Горовой обратился к уголовному делу – его интересовали данные о том, кто из сотрудников ГОВД обеспечивал оперативное сопровождение процесса расследования. Таковым оказался старший инспектор ОБХСС Гульчак. К нему и отправился Горовой.
– Несуразности по делу, о которых вы говорите, мне давно видны! – желчно произнёс капитан Гульчак. – Я не в курсе всех нюансов, но одно мне ясно: Первухина осаживал прокурор, а на того основательно жал горком партии. Вы же знаете, как там умеют: подставляться не станут – открыто не потребуют прекращения дела, а будут своими иезуитскими методами капать на мозги и внушать: вы вредите работе предприятия союзного значения, от ваших действий лихорадит трудовой коллектив, вам надо поскорее заканчивать расследование, когда оно только-только началось…
– Всё это так.
– Полагаю, в вашем районе также действует неписаное правило: коммунист не должен представать перед судом по уголовному обвинению? Вот и у нас, когда следствие было завершено, прокуратура направила в горком соответствующее письмо, извещая о направлении дела Германенко в суд. Дескать, решайте вопрос о его членстве в КПСС. И там решили этот вопрос, но по-своему… На собрание заводской первичной организации, где рассматривалось персональное дело Германенко, были направлены третий секретарь и инструктор горкома партии. Они сагитировали народ не исключать жулика из рядов КПСС. На что рассчитывали наши партийные чиновники, мне неведомо. Может, им воровство Германенко видится мелкой шалостью. А может, надеются на свои рычаги воздействия на суд, невидимые нам..
– М-да…
– Что планируете предпринимать?
– У меня сейчас главная задача – вывести свидетелей-заводчан из прямой зависимости от Германенко. Вчера я обращался к Угрюмову с постановлением об отстранении обвиняемого от должности, прокурор отказал в санкции…
– А я о чём говорю? Похоже, он обещал «первому» оставить Германенко на свободе и при должности и теперь связан этим обязательством.
– Может быть! А мне что остаётся делать? Буду встречаться со свидетелями. Если они покажут, что поменяли показания под влиянием угроз или уговоров со стороны Германенко, то у меня появятся реальные шансы добиться его ареста. Хотя я очень сомневаюсь, что кто-то с охотой начнёт откровенничать со мной до той поры, пока город не поймёт: чудес на свете не бывает, и флагманы с прогнившим нутром тоже идут ко дну, как все прочие корабли… может, чуть дольше пускают пузыри на поверхность…
– Прокурор вряд ли пойдёт вам навстречу.
– Буду настаивать, а там – будь что будет. Угрюмову тоже нет никакого резона получать дело на дополнительное расследование во второй раз – это отрицательный показатель прокуроской работы, за него по головке не погладят в облпрокуратуре. В крайнем случае, обращусь за поддержкой в следственное управление…

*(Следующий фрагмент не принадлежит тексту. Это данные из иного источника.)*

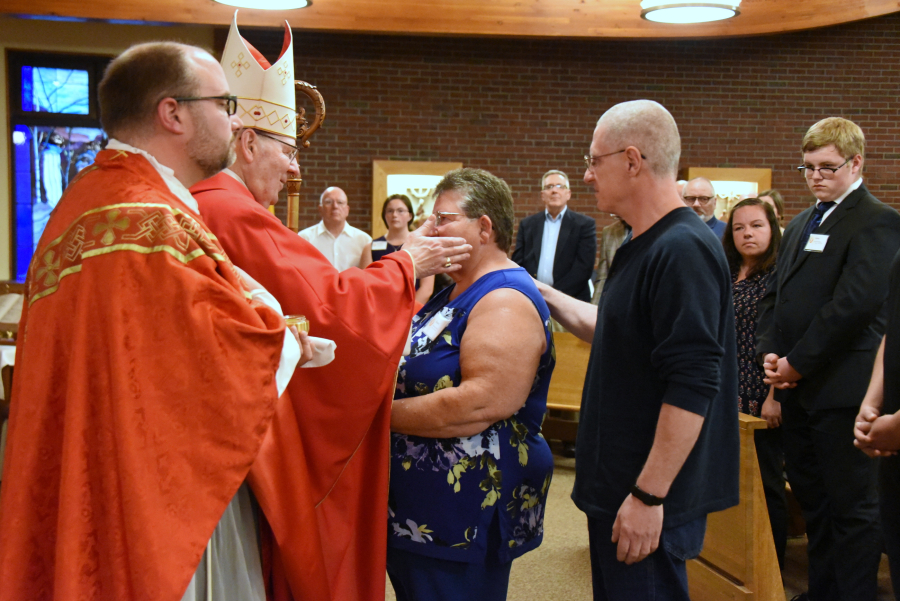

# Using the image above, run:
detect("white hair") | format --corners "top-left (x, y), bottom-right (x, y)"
top-left (597, 100), bottom-right (681, 176)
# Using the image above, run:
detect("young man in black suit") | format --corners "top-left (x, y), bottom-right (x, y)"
top-left (512, 169), bottom-right (597, 302)
top-left (757, 117), bottom-right (900, 601)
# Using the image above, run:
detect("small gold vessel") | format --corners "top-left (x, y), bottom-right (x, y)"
top-left (284, 315), bottom-right (309, 333)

– Вам-то, командированному, какой смысл напрягаться, идти против ветра? – хитровато прищурился оперативник.
– Ну, во-первых, люди, давшие показания против Германенко, поверили в то, что его можно призвать к ответу. Проще говоря – поверили в нас с вами. И пусть не я начинал с ними работать, поднять руки кверху и отдать этих свидетелей на съедение жулику я не могу – это было бы подло. А во-вторых, я не приучен ложиться в дрейф и плыть по течению. Мне привычнее – ломиться против ветра, лезть в бутылочное горлышко и на давление извне – отвечать не меньшим. Наверное, это отцовские гены – он, говорят, при жизни был отчаянным и неуступчивым человеком. Друзья меня предостерегают: мол, с таким норовом быстро шею себе свернёшь. Да только против собственного естества не пойдёшь. И пока что Фортуна мне чаще улыбается, чем хмурится. Судьба тоже в целом благосклонна, хотя я её не перестаю периодически дёргать за усы и другие, более нежные, места…
– В таком случае вас должны заинтересовать материалы по трём новым фактам хищений, где тот же фигурант – Германенко. Пока уголовное дело находилось в суде, мне из оперативных источников поступила дополнительная информация, я её проверил – подтверждается.